School board attacker motivated by smokers

? Police found a second rifle and two handguns in the truck of a school maintenance worker accused of shooting a teacher and dousing two other people with gasoline at a county school board meeting.

Several members of the audience at Thursday night’s meeting of the Kanawha County Board of Education grabbed the suspect and knocked him to the ground.

Richard Dean “Rusty” Bright, 58, of Rand was jailed on charges of malicious wounding and wanton endangerment, both felonies, and faces a July 25 court hearing.

“He told us he was upset because some of the school board employees had been smoking around him,” Police Chief Jerry Pauley said Friday. “The school board said they had taken some minor disciplinary action against him.”

Capital High teacher Karen Taylor, 56, was in satisfactory condition at Charleston Area Medical Center’s General Division after suffering a gunshot wound to the lower abdomen.

Maintenance supervisor Jeffery A. Allred and personnel official Karen Williams, who were doused with gasoline, were treated at the scene and released, police said.

“That was kind of shocking,” said school board member John Luoni. “I immediately began to smell gasoline.”

Bright had been on sick leave when he entered the board meeting shortly after it started. Witnesses said Bright was carrying three large plastic buckets.

After splashing Allred and Williams with the gas and trying without success to ignite it, Bright pulled from his overcoat a rifle wrapped in a black trash bag, police and witnesses said.

Charleston Police Lt. R.E. Ingram said Friday the weapon was an AK-47 assault rifle.

Pauley said investigators did not believe the suspect was targeting Taylor when he opened fire.
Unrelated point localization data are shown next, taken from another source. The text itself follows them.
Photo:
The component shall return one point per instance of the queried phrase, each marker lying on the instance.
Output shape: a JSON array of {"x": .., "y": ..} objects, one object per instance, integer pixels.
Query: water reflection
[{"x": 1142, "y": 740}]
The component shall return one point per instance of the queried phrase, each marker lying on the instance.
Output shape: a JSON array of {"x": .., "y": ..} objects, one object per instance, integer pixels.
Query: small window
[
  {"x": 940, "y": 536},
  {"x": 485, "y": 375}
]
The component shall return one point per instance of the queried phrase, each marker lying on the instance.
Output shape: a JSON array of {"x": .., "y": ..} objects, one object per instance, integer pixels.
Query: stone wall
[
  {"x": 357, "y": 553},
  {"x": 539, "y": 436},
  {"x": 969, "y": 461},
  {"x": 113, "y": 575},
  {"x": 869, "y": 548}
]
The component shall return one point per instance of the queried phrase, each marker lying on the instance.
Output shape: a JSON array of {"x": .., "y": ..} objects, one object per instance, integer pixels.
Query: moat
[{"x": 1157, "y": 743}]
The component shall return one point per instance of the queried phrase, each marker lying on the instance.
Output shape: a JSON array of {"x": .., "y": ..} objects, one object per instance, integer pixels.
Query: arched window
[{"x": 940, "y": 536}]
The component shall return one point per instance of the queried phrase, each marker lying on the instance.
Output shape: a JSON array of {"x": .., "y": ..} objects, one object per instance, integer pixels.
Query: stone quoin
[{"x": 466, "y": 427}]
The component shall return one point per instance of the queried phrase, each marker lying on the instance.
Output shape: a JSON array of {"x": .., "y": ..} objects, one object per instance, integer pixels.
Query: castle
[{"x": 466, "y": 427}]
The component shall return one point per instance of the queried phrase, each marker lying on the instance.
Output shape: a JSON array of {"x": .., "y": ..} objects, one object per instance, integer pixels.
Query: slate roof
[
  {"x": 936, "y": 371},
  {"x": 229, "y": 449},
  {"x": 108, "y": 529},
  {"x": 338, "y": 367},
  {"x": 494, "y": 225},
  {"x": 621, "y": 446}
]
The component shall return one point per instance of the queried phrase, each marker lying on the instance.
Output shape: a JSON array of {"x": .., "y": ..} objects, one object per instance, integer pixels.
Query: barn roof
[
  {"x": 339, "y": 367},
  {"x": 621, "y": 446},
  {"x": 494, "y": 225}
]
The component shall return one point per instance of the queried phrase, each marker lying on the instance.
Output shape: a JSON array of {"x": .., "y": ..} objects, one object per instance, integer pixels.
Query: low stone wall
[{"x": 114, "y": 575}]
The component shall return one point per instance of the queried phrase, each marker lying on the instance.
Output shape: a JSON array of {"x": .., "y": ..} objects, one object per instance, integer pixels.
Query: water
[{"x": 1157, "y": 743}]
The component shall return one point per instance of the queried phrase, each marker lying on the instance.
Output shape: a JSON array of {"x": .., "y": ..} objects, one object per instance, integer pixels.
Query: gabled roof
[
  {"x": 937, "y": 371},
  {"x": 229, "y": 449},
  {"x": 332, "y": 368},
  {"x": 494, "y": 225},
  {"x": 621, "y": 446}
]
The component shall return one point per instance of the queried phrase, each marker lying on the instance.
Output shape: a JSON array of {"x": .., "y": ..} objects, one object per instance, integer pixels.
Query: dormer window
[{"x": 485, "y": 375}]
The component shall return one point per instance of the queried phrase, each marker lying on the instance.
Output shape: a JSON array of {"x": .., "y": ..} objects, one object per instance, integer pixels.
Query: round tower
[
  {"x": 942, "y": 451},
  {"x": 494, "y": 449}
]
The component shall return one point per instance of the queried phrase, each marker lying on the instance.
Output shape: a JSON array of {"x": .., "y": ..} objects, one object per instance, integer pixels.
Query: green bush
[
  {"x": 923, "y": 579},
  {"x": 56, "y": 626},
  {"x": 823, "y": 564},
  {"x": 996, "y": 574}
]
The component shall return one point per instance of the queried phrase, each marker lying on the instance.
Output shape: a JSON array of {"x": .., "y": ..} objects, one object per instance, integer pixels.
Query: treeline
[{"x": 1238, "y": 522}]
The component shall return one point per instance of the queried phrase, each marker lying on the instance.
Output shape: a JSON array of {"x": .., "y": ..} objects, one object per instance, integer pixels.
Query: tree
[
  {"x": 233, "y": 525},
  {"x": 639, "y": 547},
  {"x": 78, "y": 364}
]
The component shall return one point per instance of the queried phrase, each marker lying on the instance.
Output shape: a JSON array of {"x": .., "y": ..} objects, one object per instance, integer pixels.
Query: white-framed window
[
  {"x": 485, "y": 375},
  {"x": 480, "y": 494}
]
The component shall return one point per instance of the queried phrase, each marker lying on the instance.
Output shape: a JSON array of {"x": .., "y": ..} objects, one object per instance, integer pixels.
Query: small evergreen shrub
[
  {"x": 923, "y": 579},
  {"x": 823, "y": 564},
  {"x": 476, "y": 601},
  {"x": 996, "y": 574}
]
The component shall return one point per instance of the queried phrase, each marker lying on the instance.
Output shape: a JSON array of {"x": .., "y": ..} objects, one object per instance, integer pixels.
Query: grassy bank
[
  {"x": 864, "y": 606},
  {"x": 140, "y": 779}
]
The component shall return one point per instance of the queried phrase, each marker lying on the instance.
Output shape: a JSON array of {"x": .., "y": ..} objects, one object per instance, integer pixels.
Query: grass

Luoni said audience members grabbed Bright before he could aim the weapon, which fired off several wild rounds before he was subdued.

“Their quick action really did help prevent fatalities,” Luoni said.
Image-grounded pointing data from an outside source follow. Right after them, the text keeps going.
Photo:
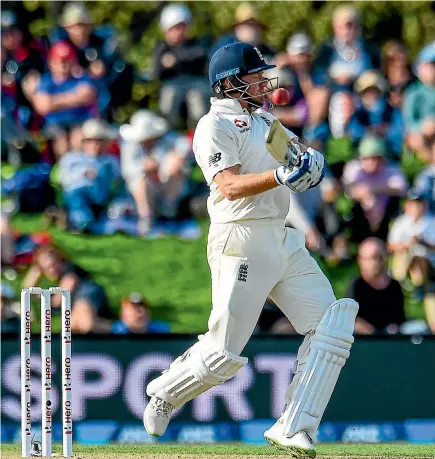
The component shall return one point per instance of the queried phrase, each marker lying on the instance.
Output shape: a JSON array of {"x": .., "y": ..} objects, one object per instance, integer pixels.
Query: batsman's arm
[{"x": 234, "y": 185}]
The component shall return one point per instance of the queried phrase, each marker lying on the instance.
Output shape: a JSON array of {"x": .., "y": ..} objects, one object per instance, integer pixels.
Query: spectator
[
  {"x": 412, "y": 242},
  {"x": 425, "y": 181},
  {"x": 89, "y": 303},
  {"x": 98, "y": 53},
  {"x": 419, "y": 102},
  {"x": 135, "y": 317},
  {"x": 9, "y": 310},
  {"x": 340, "y": 111},
  {"x": 295, "y": 113},
  {"x": 316, "y": 129},
  {"x": 298, "y": 57},
  {"x": 375, "y": 115},
  {"x": 89, "y": 178},
  {"x": 297, "y": 63},
  {"x": 397, "y": 71},
  {"x": 22, "y": 55},
  {"x": 347, "y": 47},
  {"x": 247, "y": 28},
  {"x": 61, "y": 97},
  {"x": 380, "y": 298},
  {"x": 154, "y": 163},
  {"x": 180, "y": 64},
  {"x": 375, "y": 185}
]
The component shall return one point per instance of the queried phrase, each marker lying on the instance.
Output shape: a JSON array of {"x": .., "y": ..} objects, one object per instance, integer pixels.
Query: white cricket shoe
[
  {"x": 299, "y": 445},
  {"x": 157, "y": 415}
]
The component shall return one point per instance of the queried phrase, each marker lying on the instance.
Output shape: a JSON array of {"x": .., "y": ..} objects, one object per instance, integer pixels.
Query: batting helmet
[{"x": 232, "y": 62}]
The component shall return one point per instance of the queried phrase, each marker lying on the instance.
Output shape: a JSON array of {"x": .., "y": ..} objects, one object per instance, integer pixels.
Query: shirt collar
[{"x": 227, "y": 106}]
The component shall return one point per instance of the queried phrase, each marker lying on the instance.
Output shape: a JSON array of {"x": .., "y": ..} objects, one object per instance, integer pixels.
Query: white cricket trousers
[{"x": 255, "y": 259}]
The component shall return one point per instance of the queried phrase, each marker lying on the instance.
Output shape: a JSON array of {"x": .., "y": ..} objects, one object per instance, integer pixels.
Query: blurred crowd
[{"x": 368, "y": 106}]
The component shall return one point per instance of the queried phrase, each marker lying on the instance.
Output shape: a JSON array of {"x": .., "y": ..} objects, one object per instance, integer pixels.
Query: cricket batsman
[{"x": 252, "y": 256}]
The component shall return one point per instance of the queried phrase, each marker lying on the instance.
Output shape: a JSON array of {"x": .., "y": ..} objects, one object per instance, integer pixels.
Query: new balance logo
[
  {"x": 267, "y": 121},
  {"x": 214, "y": 159},
  {"x": 242, "y": 275}
]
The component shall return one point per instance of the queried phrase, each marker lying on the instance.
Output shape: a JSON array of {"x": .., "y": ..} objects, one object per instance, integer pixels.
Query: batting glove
[{"x": 308, "y": 174}]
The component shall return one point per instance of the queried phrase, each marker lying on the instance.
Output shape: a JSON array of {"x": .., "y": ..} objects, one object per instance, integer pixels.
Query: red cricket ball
[{"x": 280, "y": 96}]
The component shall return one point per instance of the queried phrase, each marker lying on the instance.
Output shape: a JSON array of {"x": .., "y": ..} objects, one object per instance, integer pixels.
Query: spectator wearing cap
[
  {"x": 61, "y": 97},
  {"x": 419, "y": 102},
  {"x": 347, "y": 47},
  {"x": 380, "y": 298},
  {"x": 375, "y": 184},
  {"x": 23, "y": 57},
  {"x": 89, "y": 177},
  {"x": 155, "y": 165},
  {"x": 412, "y": 243},
  {"x": 425, "y": 181},
  {"x": 397, "y": 71},
  {"x": 135, "y": 317},
  {"x": 98, "y": 53},
  {"x": 180, "y": 64},
  {"x": 375, "y": 115},
  {"x": 247, "y": 28}
]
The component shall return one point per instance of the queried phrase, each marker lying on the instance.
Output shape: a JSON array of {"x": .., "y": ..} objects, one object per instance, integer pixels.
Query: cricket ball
[{"x": 280, "y": 96}]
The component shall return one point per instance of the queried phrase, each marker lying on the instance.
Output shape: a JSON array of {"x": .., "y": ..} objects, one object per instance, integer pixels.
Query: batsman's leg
[
  {"x": 240, "y": 286},
  {"x": 307, "y": 299}
]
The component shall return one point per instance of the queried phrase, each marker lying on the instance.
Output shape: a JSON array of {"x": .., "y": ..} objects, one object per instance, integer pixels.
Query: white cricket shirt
[{"x": 229, "y": 135}]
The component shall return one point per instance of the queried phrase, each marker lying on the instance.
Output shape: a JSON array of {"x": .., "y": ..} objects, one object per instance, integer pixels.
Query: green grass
[
  {"x": 232, "y": 451},
  {"x": 171, "y": 273}
]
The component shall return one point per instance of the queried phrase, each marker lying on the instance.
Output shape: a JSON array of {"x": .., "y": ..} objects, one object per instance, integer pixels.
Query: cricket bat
[{"x": 282, "y": 147}]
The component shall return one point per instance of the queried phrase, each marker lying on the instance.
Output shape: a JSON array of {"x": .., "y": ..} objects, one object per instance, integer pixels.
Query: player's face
[{"x": 258, "y": 85}]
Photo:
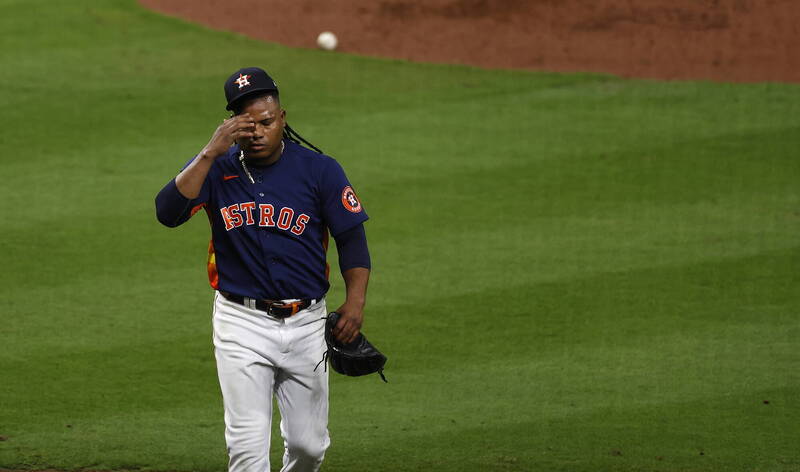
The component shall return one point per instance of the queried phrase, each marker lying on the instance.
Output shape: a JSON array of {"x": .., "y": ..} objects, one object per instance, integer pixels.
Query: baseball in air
[{"x": 327, "y": 41}]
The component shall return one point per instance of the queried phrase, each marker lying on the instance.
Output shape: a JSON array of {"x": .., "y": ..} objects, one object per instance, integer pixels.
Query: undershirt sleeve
[{"x": 352, "y": 248}]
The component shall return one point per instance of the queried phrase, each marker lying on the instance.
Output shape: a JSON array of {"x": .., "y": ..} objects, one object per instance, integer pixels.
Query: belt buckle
[{"x": 271, "y": 310}]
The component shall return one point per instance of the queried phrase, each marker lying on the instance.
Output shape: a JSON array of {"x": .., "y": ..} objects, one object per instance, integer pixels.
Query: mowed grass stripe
[{"x": 565, "y": 265}]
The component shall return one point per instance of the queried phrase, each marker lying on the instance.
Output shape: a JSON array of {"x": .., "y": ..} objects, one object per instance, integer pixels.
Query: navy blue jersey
[{"x": 269, "y": 238}]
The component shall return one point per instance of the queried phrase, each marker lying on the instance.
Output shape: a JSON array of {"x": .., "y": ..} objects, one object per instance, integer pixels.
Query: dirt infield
[{"x": 727, "y": 40}]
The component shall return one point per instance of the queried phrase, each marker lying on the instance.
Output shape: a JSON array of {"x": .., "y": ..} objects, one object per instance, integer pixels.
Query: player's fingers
[
  {"x": 352, "y": 337},
  {"x": 241, "y": 134},
  {"x": 337, "y": 331}
]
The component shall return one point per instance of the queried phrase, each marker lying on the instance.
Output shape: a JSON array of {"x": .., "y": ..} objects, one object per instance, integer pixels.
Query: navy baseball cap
[{"x": 245, "y": 82}]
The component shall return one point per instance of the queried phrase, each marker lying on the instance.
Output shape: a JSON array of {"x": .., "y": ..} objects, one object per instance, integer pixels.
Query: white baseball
[{"x": 327, "y": 41}]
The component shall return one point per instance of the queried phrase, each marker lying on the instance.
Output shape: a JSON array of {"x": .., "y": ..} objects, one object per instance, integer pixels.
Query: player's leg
[
  {"x": 247, "y": 379},
  {"x": 302, "y": 393}
]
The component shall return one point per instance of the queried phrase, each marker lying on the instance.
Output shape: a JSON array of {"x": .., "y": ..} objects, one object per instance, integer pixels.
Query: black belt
[{"x": 275, "y": 308}]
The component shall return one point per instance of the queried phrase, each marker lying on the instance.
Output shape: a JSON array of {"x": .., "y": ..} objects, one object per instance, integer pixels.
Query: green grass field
[{"x": 571, "y": 272}]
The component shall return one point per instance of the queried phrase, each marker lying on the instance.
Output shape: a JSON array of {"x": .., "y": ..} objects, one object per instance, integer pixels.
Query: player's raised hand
[{"x": 237, "y": 127}]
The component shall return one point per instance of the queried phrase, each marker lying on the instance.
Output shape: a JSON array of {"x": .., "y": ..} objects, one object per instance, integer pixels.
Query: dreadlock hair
[{"x": 288, "y": 132}]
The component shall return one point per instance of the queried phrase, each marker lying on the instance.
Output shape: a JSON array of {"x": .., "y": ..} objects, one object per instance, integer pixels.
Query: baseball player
[{"x": 271, "y": 203}]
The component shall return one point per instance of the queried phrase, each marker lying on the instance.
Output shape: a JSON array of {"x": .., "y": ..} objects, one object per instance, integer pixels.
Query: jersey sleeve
[
  {"x": 173, "y": 209},
  {"x": 341, "y": 207}
]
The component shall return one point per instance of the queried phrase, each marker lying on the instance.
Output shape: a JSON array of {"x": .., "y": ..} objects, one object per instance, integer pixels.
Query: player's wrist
[{"x": 208, "y": 155}]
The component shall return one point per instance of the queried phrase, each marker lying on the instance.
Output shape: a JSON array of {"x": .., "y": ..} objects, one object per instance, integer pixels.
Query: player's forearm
[
  {"x": 355, "y": 281},
  {"x": 190, "y": 180}
]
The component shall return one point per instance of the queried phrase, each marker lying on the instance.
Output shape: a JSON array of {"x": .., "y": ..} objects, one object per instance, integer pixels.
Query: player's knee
[{"x": 307, "y": 449}]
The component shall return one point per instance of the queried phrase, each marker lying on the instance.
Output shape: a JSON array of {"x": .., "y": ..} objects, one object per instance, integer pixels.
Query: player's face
[{"x": 269, "y": 120}]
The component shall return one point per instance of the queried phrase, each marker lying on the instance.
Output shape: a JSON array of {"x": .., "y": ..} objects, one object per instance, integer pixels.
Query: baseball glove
[{"x": 357, "y": 358}]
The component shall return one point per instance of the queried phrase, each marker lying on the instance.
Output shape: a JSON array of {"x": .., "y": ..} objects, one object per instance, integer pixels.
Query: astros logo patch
[
  {"x": 242, "y": 81},
  {"x": 350, "y": 201}
]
Investigators seized Bright’s 1987 Ford pickup truck, found parked outside. A bomb squad searched both it and the school board building for any incendiary devices but found nothing.

Pauley and Ingram both said they did not know what type of rifle was found in the truck. Ingram said the handguns were a semiautomatic pistol and a revolver.

The school board resumed and completed its meeting Friday morning without incident. Police sent an officer to attend.

“I’m sure everybody was kind of antsy going back after what happened,” Pauley said.